Blogger “Elder of Ziyon” pointed out that the Hamas has been explicit in calling the new document a “political document,” not a new charter. He observed that the group has not renounced its 1988 charter, which states explicitly that Hamas is at war with Jews and openly acknowledges its ties to the Muslim Brotherhood.

In 2011, “Elder of Ziyon” critiqued a report in The New York Times that Khaled Meshaal, the exiled head of Hamas’ political bureau, had accepted a two-state solution and Israel’s right to exist. As “Elder of Ziyon” pointed out, Meshaal said:

“The whole world knows what Hamas thinks and what our principles are. But we are talking now about a common national agenda. The world should deal with what we are working toward now, the national political program.

“[This is] a Palestinian state in the 1967 lines with Jerusalem as its capital, without any settlements or settlers, not an inch of land swaps and respecting the right of return [of millions of Palestinian Arab “refugees” to Israel itself.]” …

“When Israel made agreements with Egypt and Jordan, no one conditioned it on how Israel should think. The Arabs and the West didn’t ask Israel what it was thinking deep inside. All Palestinians know that 60 years ago they were living on historic Palestine from the river to the sea. It is no secret.”

Nothing in Meshaal’s words “can be remotely construed even in English as implying that he would accept Israel’s right to exist, the very definition of a two-state solution,” “Elder of Ziyon” observed.

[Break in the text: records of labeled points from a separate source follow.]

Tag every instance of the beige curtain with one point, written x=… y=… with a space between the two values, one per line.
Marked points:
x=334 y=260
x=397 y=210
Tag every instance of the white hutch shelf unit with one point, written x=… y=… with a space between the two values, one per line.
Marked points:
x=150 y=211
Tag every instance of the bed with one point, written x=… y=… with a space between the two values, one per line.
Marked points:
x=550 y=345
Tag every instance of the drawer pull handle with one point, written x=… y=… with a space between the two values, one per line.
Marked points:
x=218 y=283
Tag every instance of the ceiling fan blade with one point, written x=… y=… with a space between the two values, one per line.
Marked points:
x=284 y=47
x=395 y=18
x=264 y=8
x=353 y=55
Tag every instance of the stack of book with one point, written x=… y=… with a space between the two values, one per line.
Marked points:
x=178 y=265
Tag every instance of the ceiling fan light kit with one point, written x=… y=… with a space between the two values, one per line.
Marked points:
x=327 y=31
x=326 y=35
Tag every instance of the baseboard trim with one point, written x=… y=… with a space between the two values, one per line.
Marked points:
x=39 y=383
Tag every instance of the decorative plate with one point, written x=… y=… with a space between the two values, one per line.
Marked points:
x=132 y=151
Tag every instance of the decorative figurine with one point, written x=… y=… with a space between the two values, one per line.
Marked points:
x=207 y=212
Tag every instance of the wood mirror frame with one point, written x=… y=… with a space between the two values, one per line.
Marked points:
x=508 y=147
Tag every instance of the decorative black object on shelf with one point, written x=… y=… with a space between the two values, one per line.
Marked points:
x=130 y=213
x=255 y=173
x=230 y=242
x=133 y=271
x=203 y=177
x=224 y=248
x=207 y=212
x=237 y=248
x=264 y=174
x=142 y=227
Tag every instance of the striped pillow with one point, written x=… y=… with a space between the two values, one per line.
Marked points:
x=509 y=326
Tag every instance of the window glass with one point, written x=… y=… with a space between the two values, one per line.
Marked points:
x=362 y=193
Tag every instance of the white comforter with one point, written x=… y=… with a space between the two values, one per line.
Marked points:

Dore Gold, formerly the director-general of Israel’s Ministry of Foreign Affairs, wrote in 2014 that whenever there appears to be a development in Israeli-Palestinian negotiations, “there is an effort undertaken to repackage Hamas as a moderate organization.” Despite this, many “Hamas activities and statements point in the exact opposite direction of those analyses that try to soften the image of Hamas,” he noted.